Syria’s armed revolt is product of popular uprising

The Assad regime is using tanks, jet fighters and helicopter gunships to re-establish control in Damascus and Aleppo. Though severely out gunned, the opposition continues to hang on.

This violence will push more people into opposition to the regime. “Every time there are 15 people killed in a village, 500 additional sympathisers are mobilised, roughly 100 of whom are fighters”, claims the former head of the UN monitoring mission in Syria, General Robert Mood.

Opposition forces now control large areas of the Syrian countryside and in July fighting entered the two largest cities, Damascus and Aleppo.

There are increasing signs that the Assad regime is on the ropes. In early August the prime minister, Riad Hijab, along with two other government ministers joined the 27 generals, government minister and leading diplomats who had already deserted the regime.

Some claimed the regime would never fall without Western military intervention. But once again the Arab masses are showing otherwise.

The bombing inside the national security headquarters in mid-July came as a particular shock to the regime. It killed four leading officials, including the defence minister and Assad’s brother in law. The attack was almost certainly an inside job, showing that opposition to the regime has reached even its inner sanctum.

Brigadier General Manaf Tlass, a commander in the elite republican guard and personal friend of the Assad family, also defected in July. His father was the Syrian defence minister for 30 years. Border posts on the Turkish and Iraqi borders have fallen to opposition forces. Kurdish groups have taken control of numerous towns in western Kurdistan.

Armed revolt

The revolution in Syria is now more of an armed uprising compared to Egypt and Tunisia, where protests and strikes predominated. But it remains a genuine people’s struggle and deserves our support.

It’s been the massive violence of the regime against peaceful protests that’s led people to take up arms. Assad has killed, detained and tortured thousands and pulverised whole suburbs with tanks and artillery. The regime has armed the Shabiha, a thug militia group, to do much of its dirty work. In Houla in May they massacred over 108 people, including 34 women and 49 children.

By July last year there were enough deserters from the army, appalled at being ordered to shoot unarmed civilians, to form the Free Syrian Army along with civilian volunteers. At first they simply protected demonstrations. But the more the regime responded with violence, the more their ranks grew and the revolution took the form of an armed uprising. Even as late as July this year, there were large demonstrations and merchant strikes in Aleppo and Damascus.

But politics and not guns are crucial for determining the outcome. The revolutionaries are making gains because soldiers are deserting the regime and joining the opposition, not the other way round. This means Assad has lost the argument that the opposition are just “terrorists” and part of a foreign conspiracy.

Reaching out to the Alawite, Christian and other minorities, too, remains a central political task.

While brute force might allow Assad to retake Damascus and Aleppo, it will be difficult for him to win in the long run. With popular support the insurgents will run a very effective hit-and-run campaign.
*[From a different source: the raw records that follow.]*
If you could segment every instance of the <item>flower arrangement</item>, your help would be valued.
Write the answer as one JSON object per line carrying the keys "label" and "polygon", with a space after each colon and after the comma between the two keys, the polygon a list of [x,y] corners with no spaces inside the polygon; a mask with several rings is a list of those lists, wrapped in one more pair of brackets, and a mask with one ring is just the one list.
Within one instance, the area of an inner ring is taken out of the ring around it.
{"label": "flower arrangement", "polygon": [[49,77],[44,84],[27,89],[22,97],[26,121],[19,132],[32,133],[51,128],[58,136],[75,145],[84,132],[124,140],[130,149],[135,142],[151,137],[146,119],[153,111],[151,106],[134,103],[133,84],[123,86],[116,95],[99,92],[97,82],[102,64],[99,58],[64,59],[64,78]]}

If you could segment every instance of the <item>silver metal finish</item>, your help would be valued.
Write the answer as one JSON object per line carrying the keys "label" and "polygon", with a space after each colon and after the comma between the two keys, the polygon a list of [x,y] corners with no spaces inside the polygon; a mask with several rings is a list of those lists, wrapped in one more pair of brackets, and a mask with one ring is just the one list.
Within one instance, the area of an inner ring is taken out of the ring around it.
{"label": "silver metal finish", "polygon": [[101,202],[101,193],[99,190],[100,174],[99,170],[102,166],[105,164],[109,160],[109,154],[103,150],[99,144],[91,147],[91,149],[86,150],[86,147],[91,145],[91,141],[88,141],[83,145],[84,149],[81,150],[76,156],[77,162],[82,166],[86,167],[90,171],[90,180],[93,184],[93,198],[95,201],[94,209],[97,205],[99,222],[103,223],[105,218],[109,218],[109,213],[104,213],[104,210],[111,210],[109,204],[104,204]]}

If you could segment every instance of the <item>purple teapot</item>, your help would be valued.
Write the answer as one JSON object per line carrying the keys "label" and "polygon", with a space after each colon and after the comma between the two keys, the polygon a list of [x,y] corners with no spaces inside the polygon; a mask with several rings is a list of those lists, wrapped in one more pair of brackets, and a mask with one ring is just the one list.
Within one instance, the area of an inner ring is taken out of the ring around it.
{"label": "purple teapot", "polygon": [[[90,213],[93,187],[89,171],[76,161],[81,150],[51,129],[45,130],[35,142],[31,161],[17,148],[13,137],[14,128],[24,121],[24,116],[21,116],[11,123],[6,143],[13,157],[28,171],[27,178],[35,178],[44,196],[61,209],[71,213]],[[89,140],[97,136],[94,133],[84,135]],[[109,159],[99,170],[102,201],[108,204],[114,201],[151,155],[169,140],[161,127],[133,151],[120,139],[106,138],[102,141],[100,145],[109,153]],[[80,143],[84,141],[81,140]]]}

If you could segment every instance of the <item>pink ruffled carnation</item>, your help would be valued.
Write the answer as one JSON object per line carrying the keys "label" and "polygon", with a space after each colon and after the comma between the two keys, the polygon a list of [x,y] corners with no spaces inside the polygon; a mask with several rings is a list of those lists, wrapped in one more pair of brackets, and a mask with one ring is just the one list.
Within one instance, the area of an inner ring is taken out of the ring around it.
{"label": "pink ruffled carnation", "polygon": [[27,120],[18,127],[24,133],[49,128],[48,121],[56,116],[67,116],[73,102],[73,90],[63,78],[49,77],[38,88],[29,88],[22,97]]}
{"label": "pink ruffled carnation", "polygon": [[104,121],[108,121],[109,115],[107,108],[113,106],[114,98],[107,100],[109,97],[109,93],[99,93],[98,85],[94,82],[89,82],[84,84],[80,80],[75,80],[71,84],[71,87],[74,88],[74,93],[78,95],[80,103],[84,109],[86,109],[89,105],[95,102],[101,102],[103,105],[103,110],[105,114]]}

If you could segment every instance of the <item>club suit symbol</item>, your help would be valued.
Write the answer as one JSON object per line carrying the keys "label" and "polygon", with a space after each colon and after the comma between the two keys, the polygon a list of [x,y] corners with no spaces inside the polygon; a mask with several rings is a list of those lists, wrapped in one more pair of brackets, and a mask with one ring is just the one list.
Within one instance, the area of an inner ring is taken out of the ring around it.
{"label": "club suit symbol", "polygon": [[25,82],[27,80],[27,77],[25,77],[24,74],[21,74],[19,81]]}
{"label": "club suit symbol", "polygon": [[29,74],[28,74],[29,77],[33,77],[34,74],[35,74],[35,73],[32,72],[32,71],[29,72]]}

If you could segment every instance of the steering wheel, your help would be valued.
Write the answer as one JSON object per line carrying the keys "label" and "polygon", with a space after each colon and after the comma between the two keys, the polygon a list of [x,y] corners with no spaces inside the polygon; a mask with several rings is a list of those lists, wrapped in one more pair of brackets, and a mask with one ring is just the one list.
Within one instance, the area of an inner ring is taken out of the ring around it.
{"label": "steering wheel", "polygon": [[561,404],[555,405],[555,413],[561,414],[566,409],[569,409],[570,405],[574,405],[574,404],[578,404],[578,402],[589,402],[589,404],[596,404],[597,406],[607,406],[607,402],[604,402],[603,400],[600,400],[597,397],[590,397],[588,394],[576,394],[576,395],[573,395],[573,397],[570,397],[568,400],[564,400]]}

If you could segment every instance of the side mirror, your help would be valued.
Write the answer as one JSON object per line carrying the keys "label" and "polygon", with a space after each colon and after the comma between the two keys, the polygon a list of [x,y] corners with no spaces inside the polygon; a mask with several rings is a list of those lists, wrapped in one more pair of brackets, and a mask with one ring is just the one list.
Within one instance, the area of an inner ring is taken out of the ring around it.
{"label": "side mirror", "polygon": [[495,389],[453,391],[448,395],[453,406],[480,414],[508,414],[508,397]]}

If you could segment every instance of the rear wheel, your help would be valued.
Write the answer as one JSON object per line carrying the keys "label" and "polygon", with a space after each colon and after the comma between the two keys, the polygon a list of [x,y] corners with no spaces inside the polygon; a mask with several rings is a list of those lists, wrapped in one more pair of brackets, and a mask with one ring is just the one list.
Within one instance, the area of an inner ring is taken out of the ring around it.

This will take time, however, and that’s a danger. The militarisation of the struggle gives the West the opportunity to use money and arms to influence and shape the opposition.

The New York Times is already reporting that a, “small number of CIA officers are operating secretly in southern Turkey, helping allies decide which Syrian opposition fighters across the border will receive arms”. Gulf states like Saudi Arabia and Qatar have been funding sections of the rebels. But the fact the rebels remain so poorly armed is evidence the West does not trust them.

The Western powers still hope for a “negotiated transition” to ensure a neo-liberal, and preferably pro-Western, regime emerges. Former UN Secretary-General Kofi Annan has resigned as official negotiator and his “peace plan”, which rested on convincing Assad to step aside, is in tatters.

The West is desperate to maintain as much of his murderous regime intact as possible. According to the Wall Street Journal, US officials have even mooted General Tlass as a replacement for Assad, arguing this, “would help win Russian support for a transition in Damascus because of the Tlass family’s long ties to the Assad regime”.

But whether the West will step up its direct military intervention remains to be seen. If they do it would be a disaster and could lead to the Balkanisation of the whole region as Russia and other regional powers, some with sectarian agendas, join the scramble for influence.

We have to oppose all Western intervention, either in the form of an engineered change at the top, or armed groups with allegiance to the West. The Syrian people must remain in control.